Förderstipendium für drei Comic-Zeichner*innen
Die Städte Basel (Christoph Merian Stiftung), Bern, Luzern und Zürich haben zum zehnten und letzten Mal die Comic-Stipendien der Deutschschweizer Städte ausgeschrieben. Die drei Förderstipendien gehen an Noémie Fatio (Bern), Nando von Arb (Zürich) und Iris Weidmann (Zürich). Zusätzlich wird zum zehnjährigen Jubiläum ein Sonderstipendium an Martin Oesch (Bern) vergeben.
Die Gewinner*innen hat die Jury aus 34 Eingaben ausgewählt. Die drei Förderstipendien von je 12'500 Franken gehen an: Noémie Fatio (Bern), Nando von Arb (Zürich), Iris Weidmann (Zürich). Das Sonderstipendium in der Höhe von 5000 Franken geht an Marin Oesch (Bern).
Noémie Fatio, Bern «MA»
Noémie Fatio konnte mit ihrem Projekt «MA» die Jury inhaltlich wie auch visuell überzeugen. Ihre eigenwillige und reflektierte Bildsprache macht Lust auf mehr. Mit einem soliden und erfrischenden Zeichenstil schafft sie es, das Thema Mutterschaft kritisch unter die Lupe zu nehmen und das noch heute vorhandene heteronormative Elternmodell zu reflektieren und zu hinterfragen. Entstanden ist daraus eine Satire, die darauf hinweist, wie Frauen durch soziokulturelle Einflüsse an den Kinderwunsch, an die Care¬-Arbeit und an die Mutterschaft gebunden sind.
Nando von Arb, Zürich «Voller Angst (Arbeitstitel)»

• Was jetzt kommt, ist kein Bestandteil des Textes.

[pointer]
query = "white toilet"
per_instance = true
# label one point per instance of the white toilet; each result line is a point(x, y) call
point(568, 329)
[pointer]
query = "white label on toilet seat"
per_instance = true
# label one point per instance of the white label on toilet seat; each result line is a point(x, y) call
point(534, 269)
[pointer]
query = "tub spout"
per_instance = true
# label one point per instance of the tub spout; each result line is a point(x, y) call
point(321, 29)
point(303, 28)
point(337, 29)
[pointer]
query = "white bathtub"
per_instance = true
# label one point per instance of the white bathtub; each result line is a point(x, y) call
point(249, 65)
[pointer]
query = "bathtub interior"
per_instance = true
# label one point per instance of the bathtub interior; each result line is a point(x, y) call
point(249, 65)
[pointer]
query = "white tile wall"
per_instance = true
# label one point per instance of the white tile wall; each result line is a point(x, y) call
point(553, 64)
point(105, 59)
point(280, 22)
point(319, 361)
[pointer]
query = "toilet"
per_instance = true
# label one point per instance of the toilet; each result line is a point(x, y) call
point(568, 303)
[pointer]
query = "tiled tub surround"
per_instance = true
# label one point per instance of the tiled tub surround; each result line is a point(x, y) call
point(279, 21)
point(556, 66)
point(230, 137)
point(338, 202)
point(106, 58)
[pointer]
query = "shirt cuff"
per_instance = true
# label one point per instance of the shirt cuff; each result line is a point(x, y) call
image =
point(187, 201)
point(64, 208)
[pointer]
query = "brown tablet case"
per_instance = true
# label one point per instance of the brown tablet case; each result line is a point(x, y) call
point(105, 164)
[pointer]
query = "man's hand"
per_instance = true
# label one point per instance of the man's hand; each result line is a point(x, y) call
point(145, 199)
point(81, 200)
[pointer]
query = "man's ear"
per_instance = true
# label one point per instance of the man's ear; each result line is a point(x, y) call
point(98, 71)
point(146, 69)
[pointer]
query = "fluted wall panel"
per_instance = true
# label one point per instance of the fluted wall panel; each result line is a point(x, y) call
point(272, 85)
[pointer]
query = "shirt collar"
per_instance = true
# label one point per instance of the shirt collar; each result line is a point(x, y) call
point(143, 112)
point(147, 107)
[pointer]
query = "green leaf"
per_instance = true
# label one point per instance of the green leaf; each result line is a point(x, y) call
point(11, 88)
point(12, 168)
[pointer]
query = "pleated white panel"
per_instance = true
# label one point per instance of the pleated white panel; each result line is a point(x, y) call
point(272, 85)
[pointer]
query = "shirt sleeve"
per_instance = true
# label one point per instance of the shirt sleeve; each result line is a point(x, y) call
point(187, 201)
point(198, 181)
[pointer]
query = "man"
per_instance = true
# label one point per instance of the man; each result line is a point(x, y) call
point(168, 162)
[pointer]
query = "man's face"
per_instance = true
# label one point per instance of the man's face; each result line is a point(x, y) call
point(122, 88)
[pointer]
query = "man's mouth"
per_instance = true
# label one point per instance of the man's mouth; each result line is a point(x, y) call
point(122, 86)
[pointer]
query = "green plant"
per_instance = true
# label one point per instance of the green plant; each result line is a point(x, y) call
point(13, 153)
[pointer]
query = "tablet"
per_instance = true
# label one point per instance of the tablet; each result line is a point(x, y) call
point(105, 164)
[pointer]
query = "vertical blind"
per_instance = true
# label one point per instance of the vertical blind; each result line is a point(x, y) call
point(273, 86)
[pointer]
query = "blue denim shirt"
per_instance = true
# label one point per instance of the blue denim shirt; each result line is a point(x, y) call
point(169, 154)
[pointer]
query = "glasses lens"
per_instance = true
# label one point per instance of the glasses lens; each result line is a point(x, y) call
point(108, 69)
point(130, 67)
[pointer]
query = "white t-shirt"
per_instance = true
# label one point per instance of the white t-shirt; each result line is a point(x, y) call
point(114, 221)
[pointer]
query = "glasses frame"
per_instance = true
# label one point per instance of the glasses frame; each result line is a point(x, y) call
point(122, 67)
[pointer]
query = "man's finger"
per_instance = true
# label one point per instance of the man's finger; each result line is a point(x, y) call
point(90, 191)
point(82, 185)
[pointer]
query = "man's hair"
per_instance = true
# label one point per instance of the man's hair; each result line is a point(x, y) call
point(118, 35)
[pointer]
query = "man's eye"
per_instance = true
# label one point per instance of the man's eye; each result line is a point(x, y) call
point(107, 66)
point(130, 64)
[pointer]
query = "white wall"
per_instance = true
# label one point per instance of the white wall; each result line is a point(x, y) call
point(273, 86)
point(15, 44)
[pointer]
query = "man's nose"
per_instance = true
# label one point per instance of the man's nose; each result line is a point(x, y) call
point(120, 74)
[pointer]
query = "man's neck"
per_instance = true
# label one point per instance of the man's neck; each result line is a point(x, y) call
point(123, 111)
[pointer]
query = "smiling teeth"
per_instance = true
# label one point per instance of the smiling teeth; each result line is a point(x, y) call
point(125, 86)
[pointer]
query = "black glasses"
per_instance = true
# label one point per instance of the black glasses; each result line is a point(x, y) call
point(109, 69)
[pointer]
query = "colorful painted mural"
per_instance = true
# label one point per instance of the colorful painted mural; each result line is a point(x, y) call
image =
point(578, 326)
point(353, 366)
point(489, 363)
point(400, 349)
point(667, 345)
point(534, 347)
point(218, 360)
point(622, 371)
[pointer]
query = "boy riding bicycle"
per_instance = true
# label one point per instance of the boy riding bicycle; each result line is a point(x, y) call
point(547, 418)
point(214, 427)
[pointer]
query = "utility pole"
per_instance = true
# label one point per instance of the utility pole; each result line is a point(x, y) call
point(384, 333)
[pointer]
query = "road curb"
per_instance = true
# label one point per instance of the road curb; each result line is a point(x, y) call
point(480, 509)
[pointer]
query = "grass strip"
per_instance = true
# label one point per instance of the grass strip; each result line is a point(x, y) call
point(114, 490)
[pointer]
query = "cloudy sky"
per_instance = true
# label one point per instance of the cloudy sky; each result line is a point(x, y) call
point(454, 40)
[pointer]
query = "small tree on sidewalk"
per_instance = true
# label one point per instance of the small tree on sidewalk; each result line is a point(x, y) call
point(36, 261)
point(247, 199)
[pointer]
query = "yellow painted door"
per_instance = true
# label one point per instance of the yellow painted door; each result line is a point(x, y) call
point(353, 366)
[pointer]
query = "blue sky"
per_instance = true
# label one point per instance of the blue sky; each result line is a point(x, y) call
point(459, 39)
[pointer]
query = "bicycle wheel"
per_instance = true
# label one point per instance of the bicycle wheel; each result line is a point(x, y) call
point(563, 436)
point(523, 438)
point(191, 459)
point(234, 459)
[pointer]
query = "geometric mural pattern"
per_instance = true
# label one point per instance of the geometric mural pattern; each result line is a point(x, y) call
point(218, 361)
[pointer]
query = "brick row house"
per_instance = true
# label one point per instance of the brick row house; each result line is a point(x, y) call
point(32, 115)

Nando von Arb ist in der Schweizer Comic-Szene kein Unbekannter. Bereits sein Erstlingswerk «Drei Väter» wurde mit dem Schweizer Kinder- und Jugendbuchpreis ausgezeichnet. Mit seinem neuen Projekt «Voller Angst» (Arbeitstitel) legt er aber noch eine Schippe drauf. In serienhaften Episoden erzählt er mit einer intimen Feinfühligkeit von seinen eigenen Ängsten und schafft es den Betrachtenden in seine Bilder hineinzuziehen. Durch die Einnahme verschiedener Perspektiven findet sich jeder und jede in den gezeigten Situationen wieder und teilt das subjektive Gefühl der Angst mit den Protagonisten von Nando von Arb. Dabei ändern nicht nur die Erzählperspektiven: Die ganze Bandbreite der visuellen Erzählkunst lässt sich in Nando von Arbs Projekt wiederfinden. Sein Umgang mit Farben und sein Ideenreichtum eröffnen dem Publikum eindrucksvoll ein visuelles Universum, welches sich in jede erdenkliche Dimension entfaltet.
Iris Weidmann, Zürich
Ein Thema, das die Vergangenheit von uns allen prägt, greift Iris Weidmann in ihrem noch titellosen Projekt auf. Mit dem Protagonisten Hans erkundet sie die kolonialen Verstrickungen der Schweiz und beweist dabei ihre Sensibilität im Umgang damit und ihr Geschick im Verknüpfen von Gesellschaftlichem und Persönlichem. Vergangenheit und Gegenwart werden über einen cleveren Einsatz einer auktorialen Stimme aus dem Off verbunden. Und nicht nur Vergangenheit und Gegenwart werden verknüpft, auch die Möglichkeiten des Mediums Comic werden bei Iris Weidmann ausgelotet. So reihen sich nicht selten zwischenraumslos Panel an Panel, als möchten sie den Lesenden keine Zeit lassen, Luft zu holen. Auch groteske und humoristische Züge werden sichtbar, ebenso eine entschiedene Farbgebung.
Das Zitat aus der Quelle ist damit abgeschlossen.